Wisła Płock i Jagielonia Białystok stoczyły wyrównany bój w dziewiątej kolejce Ekstraklasy. Podopieczni Adriana Siemieńca zdołali wyrwać komplet punktów, wygrywając 1:0.
Na początku meczu Quentin Lecoeuche dośrodkował do Wiktora Nowaka, który uderzył nad poprzeczką. W odpowiedzi Rafał Leszczyński złapał piłkę po strzale Jesusa Imaza. Po kwadransie Dimitris Rallis przegrał pojedynek z bramkarzem Wisły. Ewentualny gol Greka i tak nie zostałby uznany z powodu spalonego.
W 30. minucie Dani Pacheco próbował zdobyć bramkę po uderzeniu z dystansu. Doświadczony Hiszpan został zablokowany przez Leona Flacha. Szarża Salvadora na prawym skrzydle również nie zakończyła się sukcesem.
Następnie Abramowicz świetnie obronił próbę Rogelja.
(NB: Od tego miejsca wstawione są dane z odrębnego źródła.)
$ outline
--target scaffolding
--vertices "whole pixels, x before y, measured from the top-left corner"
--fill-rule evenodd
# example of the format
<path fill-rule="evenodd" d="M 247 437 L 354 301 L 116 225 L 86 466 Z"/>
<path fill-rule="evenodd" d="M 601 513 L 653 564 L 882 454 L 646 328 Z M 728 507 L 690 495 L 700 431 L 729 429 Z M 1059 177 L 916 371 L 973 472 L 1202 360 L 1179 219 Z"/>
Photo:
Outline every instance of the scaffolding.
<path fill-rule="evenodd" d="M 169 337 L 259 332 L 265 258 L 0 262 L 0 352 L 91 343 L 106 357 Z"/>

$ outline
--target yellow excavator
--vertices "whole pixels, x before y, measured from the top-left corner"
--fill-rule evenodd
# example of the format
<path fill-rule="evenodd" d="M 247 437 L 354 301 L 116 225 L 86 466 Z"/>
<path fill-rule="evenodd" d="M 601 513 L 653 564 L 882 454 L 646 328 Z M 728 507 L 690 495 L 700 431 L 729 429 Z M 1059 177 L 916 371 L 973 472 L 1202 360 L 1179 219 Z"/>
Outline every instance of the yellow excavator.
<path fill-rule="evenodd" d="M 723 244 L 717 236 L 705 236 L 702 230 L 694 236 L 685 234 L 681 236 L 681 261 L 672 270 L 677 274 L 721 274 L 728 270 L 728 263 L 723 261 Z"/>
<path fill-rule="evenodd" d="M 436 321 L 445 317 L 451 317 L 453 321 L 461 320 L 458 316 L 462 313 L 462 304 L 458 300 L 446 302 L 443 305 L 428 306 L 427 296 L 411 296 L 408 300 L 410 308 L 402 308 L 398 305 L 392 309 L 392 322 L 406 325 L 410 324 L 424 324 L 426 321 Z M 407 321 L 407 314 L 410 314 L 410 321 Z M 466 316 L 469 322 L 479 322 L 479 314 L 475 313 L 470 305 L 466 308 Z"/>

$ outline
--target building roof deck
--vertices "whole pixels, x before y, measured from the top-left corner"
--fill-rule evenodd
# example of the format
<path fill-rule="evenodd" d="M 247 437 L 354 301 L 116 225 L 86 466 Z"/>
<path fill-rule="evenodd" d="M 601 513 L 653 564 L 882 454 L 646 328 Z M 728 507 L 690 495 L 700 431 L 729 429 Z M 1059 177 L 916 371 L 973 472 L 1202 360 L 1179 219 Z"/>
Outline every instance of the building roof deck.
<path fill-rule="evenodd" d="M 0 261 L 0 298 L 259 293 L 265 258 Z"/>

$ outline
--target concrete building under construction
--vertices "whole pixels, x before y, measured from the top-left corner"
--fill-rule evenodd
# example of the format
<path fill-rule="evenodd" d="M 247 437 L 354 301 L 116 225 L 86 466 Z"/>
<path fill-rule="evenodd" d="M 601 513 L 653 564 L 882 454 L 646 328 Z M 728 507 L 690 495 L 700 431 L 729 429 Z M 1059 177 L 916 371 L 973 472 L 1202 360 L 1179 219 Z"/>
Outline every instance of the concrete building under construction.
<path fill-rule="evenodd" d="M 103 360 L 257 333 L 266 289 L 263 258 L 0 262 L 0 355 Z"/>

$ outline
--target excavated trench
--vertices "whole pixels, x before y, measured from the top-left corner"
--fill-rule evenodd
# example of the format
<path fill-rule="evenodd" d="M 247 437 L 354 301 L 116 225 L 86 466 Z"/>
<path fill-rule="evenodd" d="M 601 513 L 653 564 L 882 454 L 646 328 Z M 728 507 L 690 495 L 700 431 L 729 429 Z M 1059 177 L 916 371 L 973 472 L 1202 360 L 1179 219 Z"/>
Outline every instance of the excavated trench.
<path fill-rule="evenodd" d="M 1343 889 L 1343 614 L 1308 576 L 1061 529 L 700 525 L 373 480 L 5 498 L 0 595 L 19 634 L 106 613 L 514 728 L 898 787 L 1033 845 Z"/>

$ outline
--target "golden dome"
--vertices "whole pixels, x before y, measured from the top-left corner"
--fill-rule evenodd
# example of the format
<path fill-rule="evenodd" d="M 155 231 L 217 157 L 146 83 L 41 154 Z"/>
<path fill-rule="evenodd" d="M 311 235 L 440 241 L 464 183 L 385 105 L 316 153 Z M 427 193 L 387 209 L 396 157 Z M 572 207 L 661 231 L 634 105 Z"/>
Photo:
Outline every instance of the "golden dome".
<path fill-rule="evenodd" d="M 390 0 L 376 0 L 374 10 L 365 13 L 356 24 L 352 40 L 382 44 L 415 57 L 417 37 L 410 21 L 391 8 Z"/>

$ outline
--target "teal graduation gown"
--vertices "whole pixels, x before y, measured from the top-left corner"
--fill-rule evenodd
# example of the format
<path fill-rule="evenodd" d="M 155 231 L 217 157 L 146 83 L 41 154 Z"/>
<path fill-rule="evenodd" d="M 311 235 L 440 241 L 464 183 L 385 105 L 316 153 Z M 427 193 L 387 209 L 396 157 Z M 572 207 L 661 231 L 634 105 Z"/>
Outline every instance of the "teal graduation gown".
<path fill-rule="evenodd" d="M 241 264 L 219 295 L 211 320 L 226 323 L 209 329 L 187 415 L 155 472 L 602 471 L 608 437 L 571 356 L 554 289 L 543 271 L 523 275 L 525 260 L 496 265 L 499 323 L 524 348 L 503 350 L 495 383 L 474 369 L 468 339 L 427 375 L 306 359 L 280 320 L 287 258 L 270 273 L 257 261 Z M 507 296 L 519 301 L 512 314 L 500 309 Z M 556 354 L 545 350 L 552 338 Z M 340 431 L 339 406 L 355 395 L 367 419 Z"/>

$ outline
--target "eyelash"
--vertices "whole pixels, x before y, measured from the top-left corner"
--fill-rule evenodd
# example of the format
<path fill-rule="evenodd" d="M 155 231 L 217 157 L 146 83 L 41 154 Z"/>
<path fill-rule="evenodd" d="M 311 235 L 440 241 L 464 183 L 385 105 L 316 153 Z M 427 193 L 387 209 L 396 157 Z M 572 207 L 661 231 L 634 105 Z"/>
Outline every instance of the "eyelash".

Po drugiej stronie boiska Leszczyński odpowiedział podwójną interwencją. Golkiper w jednej akcji zatrzymał Imaza, a później Lozano.
Obie drużyny miały swoje okazje, ale pierwsza połowa zakończyła się bezbramkowym remisem. Na drugą połowę nie wyszli Kobayashi i Lozano, których zmienili Vital oraz Romanczuk.
W 50. minucie Leszczyński obronił uderzenie Pietuszewskiego z dystansu. Z kolei Pacheco został zablokowany. Gra ofensywna "Jagi" pozostawiała nieco do życzenia, więc po godzinie gry na murawie zameldowali się Pululu i Pozo.
W 78. minucie doszło do starcia Rogelja z Imazem w polu karnym Wisły. Po analizie VAR Piotr Lasyk odgwizdał jedenastkę dla Jagiellonii. Pululu pewnie zamienił karnego na gola.
W doliczonym czasie Pietuszewski zachował się fatalnie przy kontrataku. Stanął oko w oko z Leszczyńskim, próbował jeszcze podać do Imaza, ale piłkę wybił jeden z wracających rywali.
Jagiellonia wygrała 1:0 i wskoczyła na trzecie miejsce w tabeli. Wisła jest wiceliderem. W następnej kolejce "Nafciarze" zmierzą się z GKS-em Katowice, a białostoczanie z Legią Warszawa.